La sesión constitutiva del Congreso respondió a la previsión más elemental: los independentistas —en este caso, dirigentes del proceso soberanista sometidos a un proceso penal— procuraron explotar todas las contradicciones que conlleva el ejercicio de la democracia. Y lo hicieron con notable éxito, porque el nuestro es un sistema desarmado, jurídicamente hablando, de defensas formales y, políticamente, sin cultura de actitudes estadistas para ennoblecer los rituales institucionales.

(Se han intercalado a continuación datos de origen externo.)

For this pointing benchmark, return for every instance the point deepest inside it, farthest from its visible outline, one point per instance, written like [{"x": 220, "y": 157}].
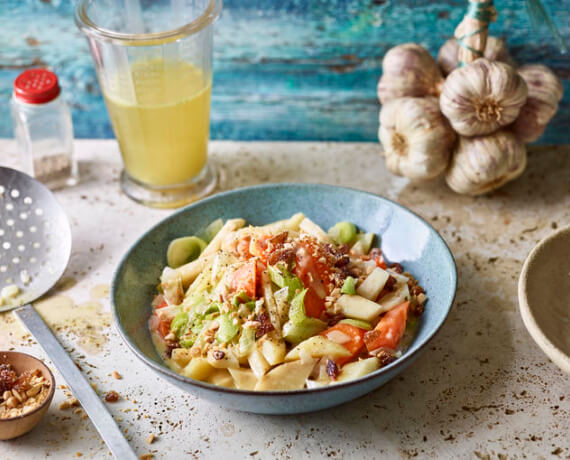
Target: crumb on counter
[
  {"x": 112, "y": 396},
  {"x": 69, "y": 403}
]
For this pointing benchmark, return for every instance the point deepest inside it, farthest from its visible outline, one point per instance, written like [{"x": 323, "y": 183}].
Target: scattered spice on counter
[
  {"x": 22, "y": 393},
  {"x": 112, "y": 396}
]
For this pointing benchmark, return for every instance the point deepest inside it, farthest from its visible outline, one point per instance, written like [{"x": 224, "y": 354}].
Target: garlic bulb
[
  {"x": 495, "y": 50},
  {"x": 483, "y": 163},
  {"x": 409, "y": 71},
  {"x": 482, "y": 97},
  {"x": 544, "y": 93},
  {"x": 417, "y": 139}
]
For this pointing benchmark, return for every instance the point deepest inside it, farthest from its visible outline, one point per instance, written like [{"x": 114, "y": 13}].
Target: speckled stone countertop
[{"x": 483, "y": 389}]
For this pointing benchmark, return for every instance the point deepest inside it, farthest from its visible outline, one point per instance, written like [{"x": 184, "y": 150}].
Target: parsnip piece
[
  {"x": 258, "y": 363},
  {"x": 373, "y": 284},
  {"x": 358, "y": 369},
  {"x": 315, "y": 383},
  {"x": 290, "y": 224},
  {"x": 316, "y": 347},
  {"x": 231, "y": 225},
  {"x": 273, "y": 348},
  {"x": 222, "y": 359},
  {"x": 181, "y": 356},
  {"x": 191, "y": 270},
  {"x": 270, "y": 303},
  {"x": 355, "y": 306},
  {"x": 395, "y": 298},
  {"x": 222, "y": 378},
  {"x": 288, "y": 376},
  {"x": 244, "y": 379},
  {"x": 198, "y": 369},
  {"x": 309, "y": 227},
  {"x": 172, "y": 286}
]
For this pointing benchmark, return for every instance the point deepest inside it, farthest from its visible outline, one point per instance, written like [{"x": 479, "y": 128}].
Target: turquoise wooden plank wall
[{"x": 289, "y": 69}]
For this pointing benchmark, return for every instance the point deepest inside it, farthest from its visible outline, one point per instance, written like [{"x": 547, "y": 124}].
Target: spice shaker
[{"x": 43, "y": 128}]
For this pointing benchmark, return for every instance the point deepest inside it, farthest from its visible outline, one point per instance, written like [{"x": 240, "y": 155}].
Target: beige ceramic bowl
[
  {"x": 544, "y": 296},
  {"x": 17, "y": 426}
]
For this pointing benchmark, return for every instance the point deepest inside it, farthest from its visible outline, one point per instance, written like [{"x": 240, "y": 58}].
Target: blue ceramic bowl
[{"x": 404, "y": 238}]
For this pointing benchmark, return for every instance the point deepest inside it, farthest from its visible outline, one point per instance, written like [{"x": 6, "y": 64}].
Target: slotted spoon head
[{"x": 35, "y": 237}]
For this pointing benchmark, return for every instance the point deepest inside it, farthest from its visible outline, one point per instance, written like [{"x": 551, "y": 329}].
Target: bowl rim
[
  {"x": 404, "y": 359},
  {"x": 559, "y": 357},
  {"x": 50, "y": 395}
]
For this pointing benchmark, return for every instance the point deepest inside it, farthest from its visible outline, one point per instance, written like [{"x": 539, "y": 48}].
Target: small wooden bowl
[
  {"x": 17, "y": 426},
  {"x": 544, "y": 290}
]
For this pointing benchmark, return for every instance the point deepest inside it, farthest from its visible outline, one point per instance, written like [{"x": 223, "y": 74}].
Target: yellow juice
[{"x": 161, "y": 119}]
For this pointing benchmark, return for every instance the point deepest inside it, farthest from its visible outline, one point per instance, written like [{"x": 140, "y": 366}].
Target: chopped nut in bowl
[{"x": 26, "y": 389}]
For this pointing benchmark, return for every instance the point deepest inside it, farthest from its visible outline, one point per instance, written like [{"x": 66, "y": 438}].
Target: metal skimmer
[
  {"x": 35, "y": 245},
  {"x": 35, "y": 237}
]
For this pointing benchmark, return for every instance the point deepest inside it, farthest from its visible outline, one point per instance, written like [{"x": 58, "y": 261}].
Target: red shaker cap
[{"x": 36, "y": 86}]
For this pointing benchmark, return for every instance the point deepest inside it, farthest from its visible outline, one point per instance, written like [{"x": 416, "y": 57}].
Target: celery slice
[
  {"x": 183, "y": 250},
  {"x": 227, "y": 330},
  {"x": 343, "y": 232}
]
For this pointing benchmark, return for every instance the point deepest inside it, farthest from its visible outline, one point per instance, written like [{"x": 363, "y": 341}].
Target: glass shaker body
[{"x": 43, "y": 130}]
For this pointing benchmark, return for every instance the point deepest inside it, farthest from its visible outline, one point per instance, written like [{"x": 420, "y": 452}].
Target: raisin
[
  {"x": 385, "y": 358},
  {"x": 332, "y": 369},
  {"x": 397, "y": 268},
  {"x": 219, "y": 354},
  {"x": 342, "y": 261},
  {"x": 416, "y": 308},
  {"x": 112, "y": 396},
  {"x": 8, "y": 377},
  {"x": 417, "y": 290},
  {"x": 334, "y": 319},
  {"x": 265, "y": 325}
]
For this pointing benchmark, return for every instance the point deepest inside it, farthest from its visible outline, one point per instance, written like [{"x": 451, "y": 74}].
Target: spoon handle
[{"x": 79, "y": 385}]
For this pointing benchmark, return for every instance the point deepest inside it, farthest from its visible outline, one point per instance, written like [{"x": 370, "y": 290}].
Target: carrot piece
[
  {"x": 354, "y": 345},
  {"x": 390, "y": 329},
  {"x": 244, "y": 279}
]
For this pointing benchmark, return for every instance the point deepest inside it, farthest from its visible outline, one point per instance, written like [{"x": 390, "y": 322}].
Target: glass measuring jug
[{"x": 154, "y": 64}]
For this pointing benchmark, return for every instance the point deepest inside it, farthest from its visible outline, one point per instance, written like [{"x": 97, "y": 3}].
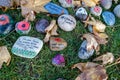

Los separatistas, tanto en Madrid como en Barcelona, han demostrado que la idolatría a la nación catalana independiente de España implica para ellos una sacralidad tan absoluta que autoriza sesiones parlamentarias totalitarias como las del 6 y 7 de septiembre de 2017 en el Parlamento de Cataluña (leyes de desconexión); el aplastamiento de los derechos de los grupos parlamentarios, como el veto a la elección de Miquel Iceta como senador autonómico —que corregirá el Tribunal Constitucional—; la representación que montaron el pasado martes en el Congreso de los Diputados, con la ayuda de obsequiosidades excesivas de otros políticos que debieron comportarse con mayor sobriedad gestual, y, en fin, la instrumentación de la propia Generalitat al servicio de sus intereses.
El hecho de que nuestro Estado disponga de un metabolismo político a prueba de bombas permite todo eso y mucho más. No se vino abajo con 40 años de terrorismo crudelísimo ni con las provocaciones institucionales de sus epígonos, mucho menos con estos desafíos éticos y estéticos al sistema que ofrece trampantojos como el del pleno del Congreso de los Diputados, porque la otra realidad se proyecta en el Palacio de las Salesas y en el desarrollo del juicio oral de la causa especial que juzga la Sala Segunda por rebelión, sedición, desobediencia y malversación a nueve políticos catalanes, cinco de los cuales fueron excarcelados —y festejados— el martes en la Cámara Baja y, en menor medida, en el Senado. ¿Cuál de los dos escenarios es más cierto: el pirotécnico del martes en la carrera de San Jerónimo o el del salón de plenos del Supremo?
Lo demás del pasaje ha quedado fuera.